# Seneca Lake Water Temps



## j93bird (Aug 24, 2010)

Anyone on the forum know the current water temps for Seneca Lake? 

I will be down fishing the lake with a buddy next week and could use some info if available.

Plan on posting picks of what we catch when I get back. Targeting anything that swims. I'm not picky. 
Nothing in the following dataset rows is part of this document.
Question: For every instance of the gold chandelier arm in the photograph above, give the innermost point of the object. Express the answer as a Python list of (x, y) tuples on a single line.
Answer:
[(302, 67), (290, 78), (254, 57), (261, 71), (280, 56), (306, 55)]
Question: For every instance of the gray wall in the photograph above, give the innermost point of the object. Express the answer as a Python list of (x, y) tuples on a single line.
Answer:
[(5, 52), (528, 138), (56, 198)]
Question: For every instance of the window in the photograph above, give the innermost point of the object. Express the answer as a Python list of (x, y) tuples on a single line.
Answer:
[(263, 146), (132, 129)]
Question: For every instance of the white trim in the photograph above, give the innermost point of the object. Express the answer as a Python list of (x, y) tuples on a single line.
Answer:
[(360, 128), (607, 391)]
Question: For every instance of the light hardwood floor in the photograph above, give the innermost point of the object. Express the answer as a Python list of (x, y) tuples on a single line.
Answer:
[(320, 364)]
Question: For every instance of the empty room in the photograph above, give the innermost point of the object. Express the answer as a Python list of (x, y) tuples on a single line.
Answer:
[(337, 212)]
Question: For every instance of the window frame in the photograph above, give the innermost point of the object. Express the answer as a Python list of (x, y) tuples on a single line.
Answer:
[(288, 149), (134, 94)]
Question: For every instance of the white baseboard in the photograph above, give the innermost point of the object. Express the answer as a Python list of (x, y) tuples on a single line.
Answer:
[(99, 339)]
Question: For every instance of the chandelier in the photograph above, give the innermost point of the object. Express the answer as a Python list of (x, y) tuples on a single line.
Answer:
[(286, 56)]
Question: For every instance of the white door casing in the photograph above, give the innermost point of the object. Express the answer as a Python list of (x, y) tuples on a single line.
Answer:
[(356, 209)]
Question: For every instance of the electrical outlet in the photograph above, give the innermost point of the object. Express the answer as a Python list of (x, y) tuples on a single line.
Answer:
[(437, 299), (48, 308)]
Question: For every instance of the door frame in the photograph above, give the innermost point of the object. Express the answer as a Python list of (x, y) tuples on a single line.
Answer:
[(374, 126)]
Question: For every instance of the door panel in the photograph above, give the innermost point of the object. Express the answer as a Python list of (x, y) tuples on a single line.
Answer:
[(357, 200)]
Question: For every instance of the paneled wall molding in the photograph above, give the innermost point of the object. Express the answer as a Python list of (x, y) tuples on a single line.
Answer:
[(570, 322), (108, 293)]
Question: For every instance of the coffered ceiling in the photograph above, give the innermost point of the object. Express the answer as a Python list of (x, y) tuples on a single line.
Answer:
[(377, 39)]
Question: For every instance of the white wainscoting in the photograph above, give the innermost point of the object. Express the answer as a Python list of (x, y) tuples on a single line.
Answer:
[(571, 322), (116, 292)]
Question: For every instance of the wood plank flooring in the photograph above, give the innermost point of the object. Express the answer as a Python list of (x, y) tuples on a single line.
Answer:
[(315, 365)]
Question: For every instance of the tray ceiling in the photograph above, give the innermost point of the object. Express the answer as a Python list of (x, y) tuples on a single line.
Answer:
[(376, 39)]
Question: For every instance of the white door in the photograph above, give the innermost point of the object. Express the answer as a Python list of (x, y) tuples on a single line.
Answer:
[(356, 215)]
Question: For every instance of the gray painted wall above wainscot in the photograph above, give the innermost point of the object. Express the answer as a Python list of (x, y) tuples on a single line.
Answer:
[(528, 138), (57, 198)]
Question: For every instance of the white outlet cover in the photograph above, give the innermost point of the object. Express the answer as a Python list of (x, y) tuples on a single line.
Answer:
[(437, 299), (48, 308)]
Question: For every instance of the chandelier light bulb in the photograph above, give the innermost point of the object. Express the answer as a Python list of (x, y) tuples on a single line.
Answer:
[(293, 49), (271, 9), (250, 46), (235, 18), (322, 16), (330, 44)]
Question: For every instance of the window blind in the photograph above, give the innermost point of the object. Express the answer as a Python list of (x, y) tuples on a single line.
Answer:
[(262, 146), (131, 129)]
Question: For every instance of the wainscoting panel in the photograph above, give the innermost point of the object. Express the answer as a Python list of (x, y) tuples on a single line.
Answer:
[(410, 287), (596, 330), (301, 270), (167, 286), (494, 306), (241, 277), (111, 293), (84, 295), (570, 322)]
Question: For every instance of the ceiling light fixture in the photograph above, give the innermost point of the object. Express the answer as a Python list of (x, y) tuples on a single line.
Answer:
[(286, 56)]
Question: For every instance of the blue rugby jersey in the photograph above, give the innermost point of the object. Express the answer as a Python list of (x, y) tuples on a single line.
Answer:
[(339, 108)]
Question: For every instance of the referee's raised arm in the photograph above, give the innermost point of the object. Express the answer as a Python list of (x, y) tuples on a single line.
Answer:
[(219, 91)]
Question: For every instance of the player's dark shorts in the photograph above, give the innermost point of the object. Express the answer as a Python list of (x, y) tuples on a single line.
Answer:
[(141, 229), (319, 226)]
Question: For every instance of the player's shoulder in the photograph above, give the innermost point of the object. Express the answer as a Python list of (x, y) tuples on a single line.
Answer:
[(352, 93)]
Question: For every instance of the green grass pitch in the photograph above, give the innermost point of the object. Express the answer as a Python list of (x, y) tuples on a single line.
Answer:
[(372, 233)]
Went last spring (May) for 3 days and caught bass, crappie, saugeye, bluegill, white bass, striper, and a monster catfish. Had a blast and hoping to again as well.


----------



## saugeye56 (Apr 7, 2010)

There are no hybrids in Seneca...you probably caught an actual striper


----------



## j93bird (Aug 24, 2010)

I'll go with that, now that you mention it my buddy did say that is was a striper. Was a little one but fun all the same.


----------



## Lewis (Apr 5, 2004)

Seneca Lake is full of Hybrid Striped Bass.
One of the main hatcheries that produce hybrids is located right on Seneca.
From the dnr website...

Senecaville State Fish Hatchery is located on over 120 acres in southern Guernsey County below the dam of Seneca Lake. This facility was acquired from the U.S. Fish and Wildlife Service in 1987. The hatchery has 37 ponds containing a total of 37 water acres. The facility also has two outdoor raceways and 18 indoor rearing troughs. Water is supplied by Seneca Lake, which can deliver 2,000 gallons per minute. This water supply allows the hatchery to raise saugeye, walleye, hybrid striped bass, and channel catfish. Senecaville State Fish Hatchery is the main facility for saugeye and hybrid striped bass production. Fry produced at this facility are raised on-site and also shipped to other state hatcheries to be raised to stocking size. Saugeye and walleye production begins in early spring, and hybrid striped bass production starts in late spring with egg collection and fertilization at the hatchery. This hatchery is also the main production facility for channel catfish. Channel catfish production starts in the summer using breeding adults kept at the hatchery and these fry are raised on-site and also shipped to other state hatcheries to be raised to stocking size. To get to the hatchery, take I-77 south off of I-70, then take SR 313 east for about six miles and turn right on Seneca Dam Rd.; the hatchery is on the right about a half mile.


----------



## j93bird (Aug 24, 2010)

This is all very interesting but the question still remains. Are there any ways to get the water temps for the lake? I'm about 3 hours drive from the lake so any local information would be great.


----------



## norseangler (Jan 8, 2009)

You can find some temperature information at the U.S. Army Corps of Engineers site: www.lrh-wc.usace.army.mil/wq/sesgph.htm will take you direct to the Seneca profile


----------



## j93bird (Aug 24, 2010)

Thanks norseangler, that is exactly what I needed. Many thanks.

jbird


----------



## bttmline (Apr 7, 2004)

How do you get to the other lakes graphs. I was at Seneca yesterday and it was 73 degrees


----------



## Lewzer (Apr 5, 2004)

> How do you get to the other lakes graphs.
> 
> Read more: http://www.ohiogamefishing.com/community/newreply.php?do=newreply&noquote=1&p=1088600#ixzz10Mwh77qf


 

http://www.lrh-wc.usace.army.mil/wq/lkcond.html


----------



## Lewzer (Apr 5, 2004)

By the way, Snakecharmer asked the same question.
What's up with this read more crap byline that I always have to delete when making a quote?


----------



## j93bird (Aug 24, 2010)

bttmline said:


> How do you get to the other lakes graphs. I was at Seneca yesterday and it was 73 degrees


Thanks for the update. Hope the fishing is good later next week......


----------